What do you mean, join HGVC? I thought that as a member of HIGVC, you don't need to be a member of HGVC too. Are you saying that to access HGVC resorts that HIGVC members must also join HGVC?

Can you outline the differences between being a member of HGVC vs HIGVC?


----------



## alexb (Jan 31, 2007)

i have found a 3 bedroom week 11 for sale for $6000 would this trade better
than the 2 bedroom points wise and with ii .
it is 3 times the price of the 2 bedroom


----------



## Bill4728 (Jan 31, 2007)

alexb said:


> i have found a 3 bedroom week 11 for sale for $6000 would this trade better than the 2 bedroom points wise and with II .
> 
> it is 3 times the price of the 2 bedroom


For 3 times the price you'll get a unit which trades 10% better but maybe worst. ( it may trade worse because if you're trading a 3 bd for 3 bd. There are so few 3 bd units that it may be impossible to trade for a 3 bd unit.)


----------



## myip (Feb 1, 2007)

alexb said:


> i have found a 3 bedroom week 11 for sale for $6000 would this trade better
> than the 2 bedroom points wise and with ii .
> it is 3 times the price of the 2 bedroom


what are you planning to do with it?  Are you convert to HGVC points?  If so, 3 bedroom only worth 5800 hGVC points.


----------



## alexb (Feb 1, 2007)

my main plan would be to use to exchange on ii


----------



## myip (Feb 1, 2007)

If exchanging for II, there are a lot better resort and cheaper maintenance fees.


----------



## Bill4728 (Feb 1, 2007)

myip said:


> If exchanging for II, there are a lot better resort and cheaper maintenance fees.
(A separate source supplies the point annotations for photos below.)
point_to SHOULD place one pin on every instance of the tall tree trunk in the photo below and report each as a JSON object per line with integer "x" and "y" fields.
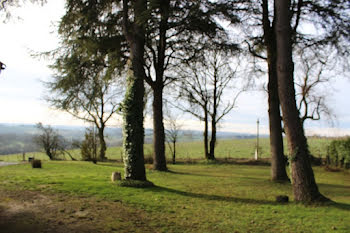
{"x": 159, "y": 161}
{"x": 303, "y": 180}
{"x": 133, "y": 131}
{"x": 205, "y": 134}
{"x": 103, "y": 146}
{"x": 174, "y": 151}
{"x": 278, "y": 163}
{"x": 212, "y": 140}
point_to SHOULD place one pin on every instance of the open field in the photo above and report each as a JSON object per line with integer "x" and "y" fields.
{"x": 237, "y": 148}
{"x": 66, "y": 196}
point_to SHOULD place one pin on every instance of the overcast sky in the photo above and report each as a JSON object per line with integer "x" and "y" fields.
{"x": 22, "y": 91}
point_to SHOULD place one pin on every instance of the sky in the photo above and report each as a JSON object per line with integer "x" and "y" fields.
{"x": 22, "y": 91}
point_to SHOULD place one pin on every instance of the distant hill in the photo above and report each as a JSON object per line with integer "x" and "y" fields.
{"x": 17, "y": 138}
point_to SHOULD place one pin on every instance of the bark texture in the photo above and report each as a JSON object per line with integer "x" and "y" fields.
{"x": 303, "y": 180}
{"x": 158, "y": 131}
{"x": 278, "y": 162}
{"x": 103, "y": 146}
{"x": 133, "y": 131}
I agree as well. If you're planning on using this just for II trading, I think the're are better values. 


The best thing about this resort is that you have the best of both worlds. A HIGVC resort, so you can use the HGVC resorts, use HGVC's great RCI trading power AND use II for those TS's which don't trrade with RCI.  IMHO, I'd plan on using all three of this resorts options.


----------



## VVTrader (Feb 1, 2007)

*higvc is affiliate status*

Bill,

It's my belief that  buying a Craiggendarroch or any of the Higvc properties you would need to buy into HGVC just like purchasing a Hilton affiliate would.

The quote below is from the Higvc website:

 "Time ownership with Hilton International offers a wide range of special benefits - including the opportunity to join Hilton Grand Vacations Club, one of the world's leading holiday exchange programmes."

Joe Van


----------



## myip (Feb 2, 2007)

VVTrader said:


> Bill,
> 
> It's my belief that  buying a Craiggendarroch or any of the Higvc properties you would need to buy into HGVC just like purchasing a Hilton affiliate would.
> 
> ...


You do have to pay to join HGVC unless you are already HGVC member.  They will just add the unit to the membership.


----------